If memory serves, Ernest Mandel was referring to a particularly irritating bunch of Belgian Maoists when he said, “we must not be sectarian to the sectarians”. This is, generally speaking, good advice. By contrast, Seamie from Turf Lodge, a proletarian with a view of proletarian democracy which was arguably somewhat less theoretically developed than Mandel’s once remarked of a political disagreement “those arseholes need to have a conversation with six men with hurley sticks”.
I reflected on the relative merits of these two approaches yesterday evening at a protest called by a range of organisations in support of the Palestine Action hunger strikers.
A possible proof of the existence of a loving and benevolent God is that you can go for years without encountering Fight Racism Fight Imperialism (FRFI). This outfit has set itself the mission of being the most deranged and obnoxious shower on the British far left.

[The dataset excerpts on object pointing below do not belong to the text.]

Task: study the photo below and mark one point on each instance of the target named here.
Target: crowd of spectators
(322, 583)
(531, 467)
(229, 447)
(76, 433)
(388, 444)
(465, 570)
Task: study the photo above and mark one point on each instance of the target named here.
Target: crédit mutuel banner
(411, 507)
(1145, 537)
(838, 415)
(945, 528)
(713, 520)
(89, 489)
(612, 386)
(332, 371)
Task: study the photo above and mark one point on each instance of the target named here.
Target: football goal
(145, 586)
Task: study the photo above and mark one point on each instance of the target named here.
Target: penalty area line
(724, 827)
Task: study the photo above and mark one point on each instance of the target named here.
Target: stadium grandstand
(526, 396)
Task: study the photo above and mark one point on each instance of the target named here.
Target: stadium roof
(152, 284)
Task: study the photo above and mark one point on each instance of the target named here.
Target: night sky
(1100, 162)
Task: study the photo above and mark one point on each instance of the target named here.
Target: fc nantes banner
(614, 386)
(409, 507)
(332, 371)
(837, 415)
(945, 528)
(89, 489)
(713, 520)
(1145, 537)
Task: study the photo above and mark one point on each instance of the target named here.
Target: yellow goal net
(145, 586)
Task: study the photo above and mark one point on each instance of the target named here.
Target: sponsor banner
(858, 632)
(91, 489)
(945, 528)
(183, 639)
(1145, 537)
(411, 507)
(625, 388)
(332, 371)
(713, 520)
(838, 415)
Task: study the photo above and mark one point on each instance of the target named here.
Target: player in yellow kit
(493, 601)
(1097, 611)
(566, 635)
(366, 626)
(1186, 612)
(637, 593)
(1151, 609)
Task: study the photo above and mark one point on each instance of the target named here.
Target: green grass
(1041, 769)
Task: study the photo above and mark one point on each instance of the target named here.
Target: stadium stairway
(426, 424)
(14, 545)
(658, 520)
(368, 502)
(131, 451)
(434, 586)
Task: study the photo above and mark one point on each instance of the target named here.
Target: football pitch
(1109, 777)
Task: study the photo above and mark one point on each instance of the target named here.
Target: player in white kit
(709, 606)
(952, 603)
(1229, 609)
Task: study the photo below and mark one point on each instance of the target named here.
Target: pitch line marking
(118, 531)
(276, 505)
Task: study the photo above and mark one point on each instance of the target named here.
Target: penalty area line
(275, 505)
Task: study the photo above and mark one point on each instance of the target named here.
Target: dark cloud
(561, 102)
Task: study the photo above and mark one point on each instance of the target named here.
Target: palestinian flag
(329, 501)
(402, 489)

Speaker after speaker reminded us that some of the hunger strikers are reaching a point where death is not far off. Only three types of people would see speeches on this subject as an opportunity to shout down people on the platform. The first type is Zionists and their supporters. They weren’t openly there. The second type is provocateurs trying to disrupt a narrowly focussed solidarity campaign. The third type is head-banging, cultish sectarians who hold the existing movement in complete contempt but have nothing to offer the people who engage with it.
Of course, another option is that they are an admixture of all three.
How else can you explain the sustained attempts by FRFI to heckle John McDonnell, Jeremy Corbyn and Nadia Whittome? For some reason, McDonnell got louder and more prolonged barracking than anyone else. I have no idea what was being shouted but they did a fairly good job of making him inaudible at times. A weariness in his tone suggested that he’s come across them before.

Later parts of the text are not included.